Numericamente associato all’uno, la carta del Mago rappresenta la Volontà in azione, il passaggio dal pensiero alla manifestazione, lo zero-infinito del suo cappello che è pronto a sfornare un bell’uno-coniglio.
Tra le divinità, quelle che gli corrispondono sono di natura mercuriale, quali il Toth egizio e l’Hermes ellenistico. Infatti, questa figura incarna anche l’idea del “mistificatore”, un personaggio abile ed ingannevole perché esaltato dalla sua salda padronanza delle sue potenzialità.
In effetti il Mago è una versione cresciuta del Matto-bambino, o meglio, se questo è la sua forma potenziale, la carta del Mago è la forma attiva.
In ebraico “uno/unità” si dice “achad”, nome composto dalle tre lettere aleph, cheth e daleth che numericamente sommate danno il numero 13. Allo stesso numero corrisponde la somma delle lettere della parola “Bohu”: lo stato di caos e vuoto della materia informe prima che questa venga ordinata dal Logos divino. Si potrebbe dire che l’unità è una molteplicità celata e viceversa.
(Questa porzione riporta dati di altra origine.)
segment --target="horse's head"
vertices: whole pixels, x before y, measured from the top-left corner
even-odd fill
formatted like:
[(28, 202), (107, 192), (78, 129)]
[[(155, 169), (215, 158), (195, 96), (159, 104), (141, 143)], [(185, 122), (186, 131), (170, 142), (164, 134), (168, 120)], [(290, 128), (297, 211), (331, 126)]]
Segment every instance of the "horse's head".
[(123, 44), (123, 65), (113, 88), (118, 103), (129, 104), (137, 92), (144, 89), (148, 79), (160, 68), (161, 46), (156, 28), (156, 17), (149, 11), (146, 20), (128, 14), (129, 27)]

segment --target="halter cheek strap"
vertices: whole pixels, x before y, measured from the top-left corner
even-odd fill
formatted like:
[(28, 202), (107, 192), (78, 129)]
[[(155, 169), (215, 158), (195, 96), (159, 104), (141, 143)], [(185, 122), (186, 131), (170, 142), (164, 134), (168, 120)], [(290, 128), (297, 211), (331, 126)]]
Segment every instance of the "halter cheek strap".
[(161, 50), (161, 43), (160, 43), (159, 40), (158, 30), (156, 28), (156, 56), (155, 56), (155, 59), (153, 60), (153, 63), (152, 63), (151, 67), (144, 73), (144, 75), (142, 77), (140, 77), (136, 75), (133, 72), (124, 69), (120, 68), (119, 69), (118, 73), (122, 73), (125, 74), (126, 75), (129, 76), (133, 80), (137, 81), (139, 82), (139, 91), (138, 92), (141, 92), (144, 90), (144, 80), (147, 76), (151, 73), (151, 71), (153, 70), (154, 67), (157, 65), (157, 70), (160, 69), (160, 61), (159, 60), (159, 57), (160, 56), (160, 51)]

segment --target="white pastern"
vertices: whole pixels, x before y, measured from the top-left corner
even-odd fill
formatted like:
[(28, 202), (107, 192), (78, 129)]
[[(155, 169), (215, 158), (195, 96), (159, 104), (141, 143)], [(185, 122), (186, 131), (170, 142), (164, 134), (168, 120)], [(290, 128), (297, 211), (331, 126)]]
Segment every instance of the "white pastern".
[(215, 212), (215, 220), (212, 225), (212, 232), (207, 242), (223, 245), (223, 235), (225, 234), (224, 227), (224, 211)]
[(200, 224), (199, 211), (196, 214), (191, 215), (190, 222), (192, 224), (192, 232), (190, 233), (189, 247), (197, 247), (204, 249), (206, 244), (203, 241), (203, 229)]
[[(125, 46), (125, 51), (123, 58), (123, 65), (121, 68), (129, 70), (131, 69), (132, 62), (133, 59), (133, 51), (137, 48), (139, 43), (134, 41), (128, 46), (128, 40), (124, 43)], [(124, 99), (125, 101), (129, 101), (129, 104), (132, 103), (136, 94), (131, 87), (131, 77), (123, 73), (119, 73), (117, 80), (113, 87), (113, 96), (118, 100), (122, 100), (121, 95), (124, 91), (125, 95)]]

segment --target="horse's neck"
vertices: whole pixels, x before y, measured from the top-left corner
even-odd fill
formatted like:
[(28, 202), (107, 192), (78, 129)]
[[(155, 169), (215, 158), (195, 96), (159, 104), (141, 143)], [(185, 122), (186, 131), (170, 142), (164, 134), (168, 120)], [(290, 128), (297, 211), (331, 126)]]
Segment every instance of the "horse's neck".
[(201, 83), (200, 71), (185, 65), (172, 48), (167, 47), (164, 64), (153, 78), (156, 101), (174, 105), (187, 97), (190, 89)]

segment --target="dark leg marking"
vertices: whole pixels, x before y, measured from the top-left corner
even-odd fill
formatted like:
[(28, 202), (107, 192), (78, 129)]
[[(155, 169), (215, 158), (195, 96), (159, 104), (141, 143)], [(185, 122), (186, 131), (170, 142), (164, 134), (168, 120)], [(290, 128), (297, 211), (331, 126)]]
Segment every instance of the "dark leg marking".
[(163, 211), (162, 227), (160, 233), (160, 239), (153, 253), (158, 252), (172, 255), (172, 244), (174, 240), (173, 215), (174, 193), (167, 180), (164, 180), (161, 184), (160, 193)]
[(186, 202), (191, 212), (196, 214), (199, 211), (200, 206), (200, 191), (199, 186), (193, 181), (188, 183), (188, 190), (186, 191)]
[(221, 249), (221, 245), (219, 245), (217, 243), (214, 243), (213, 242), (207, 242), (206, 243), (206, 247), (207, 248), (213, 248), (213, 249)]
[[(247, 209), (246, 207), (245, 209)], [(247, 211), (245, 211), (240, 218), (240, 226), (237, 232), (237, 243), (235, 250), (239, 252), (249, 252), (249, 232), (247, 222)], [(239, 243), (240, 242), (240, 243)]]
In questo sta l’aspetto “truffaldino” del Mago, che si destreggia abilmente da una polarità all’altra e le intreccia insieme, come i due serpenti del caduceo di Mercurio.
Il Mago nell’Albero della Vita collega Kether (Corona) e Binah (Comprensione): è la “Corona della Comprensione, l’inizio della produzione materiale” o, in altri termini, è l’idea che sapere (e sapersi) rende liberi e padroni di fare come un mago, che cento ne pensa e Uno ne fa.